Clémence GuimontAprès ce détour par le passé et par la prospective, nous allons revenir au présent et terminer par une question sur la place que pourrait selon vous jouer aujourd’hui cette notion de soutenabilité forte. Même si vous avez bien montré qu’historiquement cette perspective n’a pas été absente des politiques publiques, vous avez à plusieurs reprises fait remarquer que, globalement, c’est une conception faible et procédurale de la soutenabilité qui s’est imposée, et que la soutenabilité forte se heurte à des problèmes majeurs d’opérationnalisation. Comment penser que ce qui n’a pas pu se mettre en place ou être accepté dans le passé pourrait l’être à l’avenir ?
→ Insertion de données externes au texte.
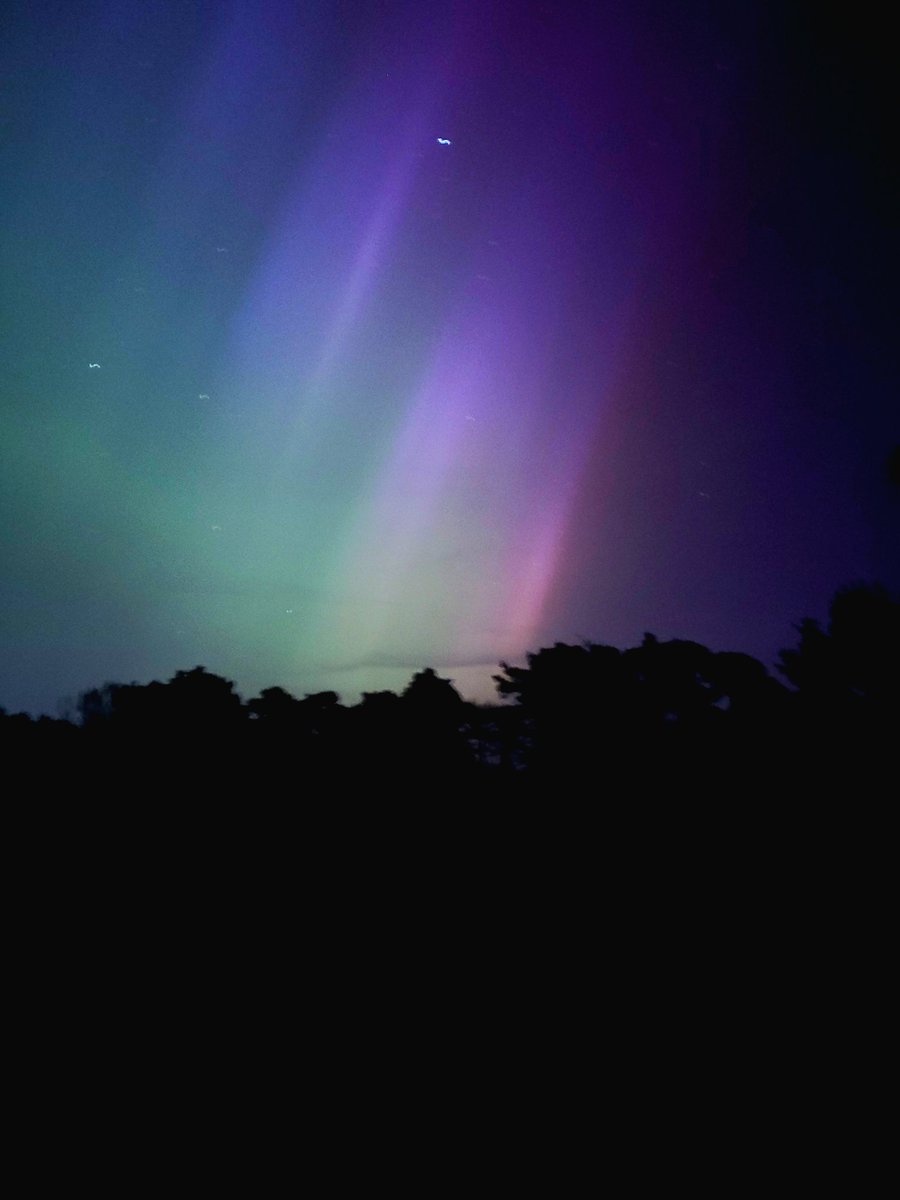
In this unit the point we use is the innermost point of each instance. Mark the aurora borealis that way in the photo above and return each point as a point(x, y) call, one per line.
point(346, 339)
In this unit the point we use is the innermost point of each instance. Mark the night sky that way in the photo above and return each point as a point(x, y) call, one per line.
point(295, 389)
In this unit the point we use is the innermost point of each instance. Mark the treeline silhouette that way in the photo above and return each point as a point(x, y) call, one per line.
point(661, 719)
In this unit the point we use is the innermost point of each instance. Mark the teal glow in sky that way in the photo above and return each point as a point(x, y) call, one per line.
point(292, 391)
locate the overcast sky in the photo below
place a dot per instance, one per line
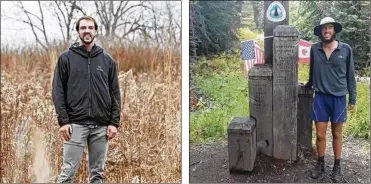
(17, 33)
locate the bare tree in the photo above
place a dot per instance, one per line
(114, 15)
(37, 26)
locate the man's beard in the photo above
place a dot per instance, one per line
(87, 42)
(329, 40)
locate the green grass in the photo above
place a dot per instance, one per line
(226, 86)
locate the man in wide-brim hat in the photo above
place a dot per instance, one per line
(332, 77)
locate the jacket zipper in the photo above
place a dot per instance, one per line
(89, 87)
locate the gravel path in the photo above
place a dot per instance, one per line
(209, 164)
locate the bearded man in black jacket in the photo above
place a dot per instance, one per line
(87, 102)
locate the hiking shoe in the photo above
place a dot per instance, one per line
(336, 174)
(318, 170)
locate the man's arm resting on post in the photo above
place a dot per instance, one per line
(115, 96)
(309, 84)
(59, 87)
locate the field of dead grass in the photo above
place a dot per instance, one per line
(148, 146)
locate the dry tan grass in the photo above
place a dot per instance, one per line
(147, 148)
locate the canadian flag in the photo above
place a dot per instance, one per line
(304, 51)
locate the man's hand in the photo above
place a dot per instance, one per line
(111, 132)
(66, 131)
(350, 107)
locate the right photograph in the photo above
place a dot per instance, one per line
(279, 92)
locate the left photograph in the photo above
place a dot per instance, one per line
(90, 92)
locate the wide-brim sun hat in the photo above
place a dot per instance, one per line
(327, 20)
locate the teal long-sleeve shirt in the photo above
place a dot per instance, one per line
(334, 76)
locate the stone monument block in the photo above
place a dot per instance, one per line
(285, 95)
(304, 123)
(241, 144)
(260, 103)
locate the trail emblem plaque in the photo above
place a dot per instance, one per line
(276, 12)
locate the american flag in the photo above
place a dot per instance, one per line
(251, 54)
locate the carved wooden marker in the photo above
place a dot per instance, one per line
(285, 95)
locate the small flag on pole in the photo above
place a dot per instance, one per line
(304, 51)
(251, 54)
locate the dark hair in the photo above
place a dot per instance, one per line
(86, 18)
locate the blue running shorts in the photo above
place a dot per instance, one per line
(328, 107)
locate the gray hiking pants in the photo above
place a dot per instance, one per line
(96, 139)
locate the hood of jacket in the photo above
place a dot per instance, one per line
(81, 49)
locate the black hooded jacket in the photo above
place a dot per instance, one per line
(85, 87)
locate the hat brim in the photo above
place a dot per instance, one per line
(337, 27)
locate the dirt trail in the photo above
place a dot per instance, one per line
(209, 164)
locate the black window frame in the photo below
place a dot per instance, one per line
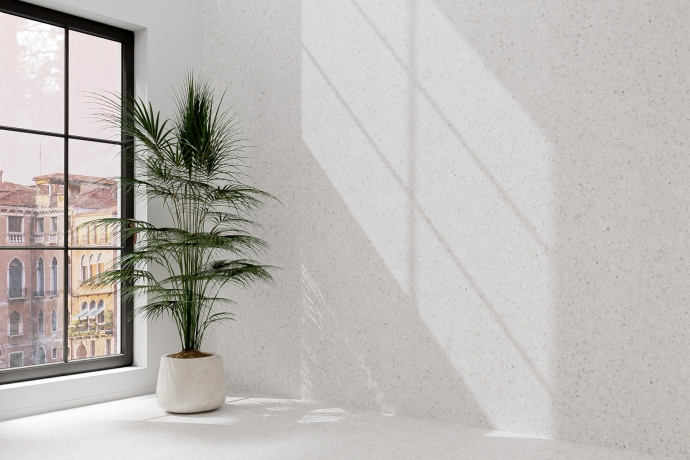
(126, 38)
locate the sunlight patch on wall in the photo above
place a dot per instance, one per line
(449, 179)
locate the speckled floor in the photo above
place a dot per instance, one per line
(266, 428)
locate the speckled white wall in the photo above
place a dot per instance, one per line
(484, 210)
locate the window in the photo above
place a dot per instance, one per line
(16, 275)
(84, 269)
(60, 171)
(14, 224)
(40, 277)
(53, 277)
(41, 356)
(101, 312)
(17, 359)
(92, 266)
(15, 323)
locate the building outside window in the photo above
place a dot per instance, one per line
(41, 356)
(49, 63)
(16, 280)
(15, 323)
(53, 277)
(40, 278)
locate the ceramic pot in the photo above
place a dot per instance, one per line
(191, 385)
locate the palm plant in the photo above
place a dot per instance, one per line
(193, 164)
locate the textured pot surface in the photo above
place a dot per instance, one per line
(191, 385)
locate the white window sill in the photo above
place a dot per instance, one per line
(57, 393)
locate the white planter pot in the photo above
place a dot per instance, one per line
(191, 385)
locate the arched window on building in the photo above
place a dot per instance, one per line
(101, 315)
(53, 276)
(40, 277)
(16, 275)
(41, 356)
(15, 323)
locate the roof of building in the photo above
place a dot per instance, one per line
(98, 192)
(101, 197)
(73, 178)
(12, 194)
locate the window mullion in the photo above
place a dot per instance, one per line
(65, 217)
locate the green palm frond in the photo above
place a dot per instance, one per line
(194, 164)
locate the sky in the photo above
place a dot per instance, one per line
(32, 92)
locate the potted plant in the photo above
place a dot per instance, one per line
(193, 165)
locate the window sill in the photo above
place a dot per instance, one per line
(32, 397)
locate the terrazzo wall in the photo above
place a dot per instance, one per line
(484, 213)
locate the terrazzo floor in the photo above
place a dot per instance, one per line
(266, 428)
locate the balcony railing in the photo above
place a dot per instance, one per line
(13, 294)
(15, 238)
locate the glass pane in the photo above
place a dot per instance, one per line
(94, 67)
(32, 62)
(31, 190)
(31, 307)
(94, 312)
(94, 171)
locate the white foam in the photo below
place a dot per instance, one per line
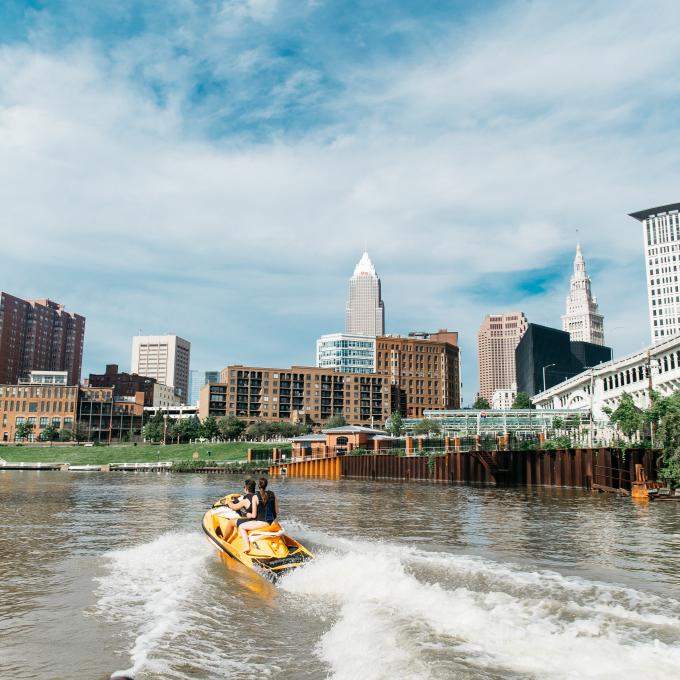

Jacques Theys –Sur le fond, beaucoup d’obstacles demeurent et je ne sous-estime pas ces difficultés. Mais j’insiste encore sur le fait que l’enjeu n’est pas seulement de savoir si la soutenabilité forte a un avenir. Il est, plus largement, de choisir si nous souhaitons ou pas donner, dans nos actions de tous les jours, une place réelle à la notion de développement durable. Car nous savons maintenant que tout ce que nous pouvions attendre de la soutenabilité faible ou procédurale est épuisé – et que nous avons échoué. Renoncer à la soutenabilité forte, c’est renoncer au développement durable. On pourrait répondre que celui-ci a déjà été remplacé par la notion de transition écologique, mais on voit bien qu’il manque à la transition un cadre plus clair – ne serait-ce que pour déterminer dans toutes ses dimensions ce vers quoi il faut aller, dans quelles conditions et surtout dans quels délais.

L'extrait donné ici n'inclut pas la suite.